The games range from the pre-mortem to making collages from images you find in a magazine. There's also all different kinds of ways of prioritizing when you have a large list of good ideas and you need to distill it down and bring focus. There's nothing earth-shattering here - this isn't some new approach, just a good collection of the types of things that work well when you're looking for innovation and new ideas and trying to make sure everyone has the chance to be involved. My favorites were definitely the "exploration" ones, such as:
- The Five Why's - ask a why question. Ask a why question of the answer. Repeat until you've asked five times. That's how you really get at the heart of the problem.
- Building a Checklist - once you see the steps, you can see what's missing
- Design the Box - if the outcome of your work were to be packaged for retail, what would the box look like? (Suggests bringing in wrapped cereal boxes so that each person can create one and present it.)
- Five-Fingered Consensus - a way to gauge the level of consensus (On the subject of x, who here thinks this is a good idea? 5 fingers if you strongly agree, 4 if you somewhat, 3 if you neither agree or disagree, 2 if you disagree somewhat, 1 if you strongly disagree). Also good for splitting people into groups so that everyone who's very much in agreement can work together to explain why and everyone who's not in agreement can make their case as a group.

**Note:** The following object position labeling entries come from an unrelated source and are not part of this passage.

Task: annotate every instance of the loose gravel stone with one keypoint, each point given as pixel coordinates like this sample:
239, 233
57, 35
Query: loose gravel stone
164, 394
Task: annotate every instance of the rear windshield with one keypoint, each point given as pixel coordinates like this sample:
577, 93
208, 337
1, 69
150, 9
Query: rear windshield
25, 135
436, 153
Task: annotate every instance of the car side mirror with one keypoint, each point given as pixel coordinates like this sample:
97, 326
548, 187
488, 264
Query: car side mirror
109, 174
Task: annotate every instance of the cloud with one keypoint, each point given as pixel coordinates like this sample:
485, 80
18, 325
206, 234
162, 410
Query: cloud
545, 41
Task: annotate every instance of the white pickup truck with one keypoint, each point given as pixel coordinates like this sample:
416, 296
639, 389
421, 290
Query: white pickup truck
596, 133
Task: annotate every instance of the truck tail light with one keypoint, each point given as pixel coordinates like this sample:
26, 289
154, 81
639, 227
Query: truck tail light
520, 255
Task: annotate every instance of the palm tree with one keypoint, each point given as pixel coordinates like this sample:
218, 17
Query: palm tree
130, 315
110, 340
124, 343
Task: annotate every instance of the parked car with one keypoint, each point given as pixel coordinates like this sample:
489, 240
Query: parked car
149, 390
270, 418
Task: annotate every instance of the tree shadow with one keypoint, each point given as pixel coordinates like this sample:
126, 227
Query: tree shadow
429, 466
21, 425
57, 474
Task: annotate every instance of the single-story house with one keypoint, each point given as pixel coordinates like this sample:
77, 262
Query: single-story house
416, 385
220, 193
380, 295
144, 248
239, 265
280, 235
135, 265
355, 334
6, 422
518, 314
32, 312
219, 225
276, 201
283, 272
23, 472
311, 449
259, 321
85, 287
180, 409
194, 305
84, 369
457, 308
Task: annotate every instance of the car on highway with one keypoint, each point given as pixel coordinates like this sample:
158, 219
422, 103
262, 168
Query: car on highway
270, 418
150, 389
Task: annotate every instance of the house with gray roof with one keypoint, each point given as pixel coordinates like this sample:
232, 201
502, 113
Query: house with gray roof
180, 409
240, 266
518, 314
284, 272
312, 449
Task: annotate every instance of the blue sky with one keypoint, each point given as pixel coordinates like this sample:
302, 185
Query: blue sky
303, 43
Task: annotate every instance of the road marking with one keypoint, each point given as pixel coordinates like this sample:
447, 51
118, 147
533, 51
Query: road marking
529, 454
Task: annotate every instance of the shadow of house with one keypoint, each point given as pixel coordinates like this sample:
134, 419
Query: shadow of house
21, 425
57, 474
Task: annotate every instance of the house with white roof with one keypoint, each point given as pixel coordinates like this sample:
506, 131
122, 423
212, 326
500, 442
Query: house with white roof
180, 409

- Pain/Gain Map - draw a person in the middle and then on one side, their pains and the other side, the gains (aspirations, measures of success, desires) on the other
- The Pitch - getting ready to meet with impatient VCs who will or won't invest in your idea
- Speedboat - draw a speedboat. Then put up post-its (anchors) that are slowing the speedboat down. Helps you look at where you need to focus to get the speedboat moving quickly.
- SWOT Analysis - strengths, weaknesses, opportunities, threats
- NUF Test - new, useful, feasible - a way of deciding amongst options
This is probably a good book to have in your corporate library if you are working to be more innovative and want some new ideas or a quick reference when trying to reach a certain kind of outcome.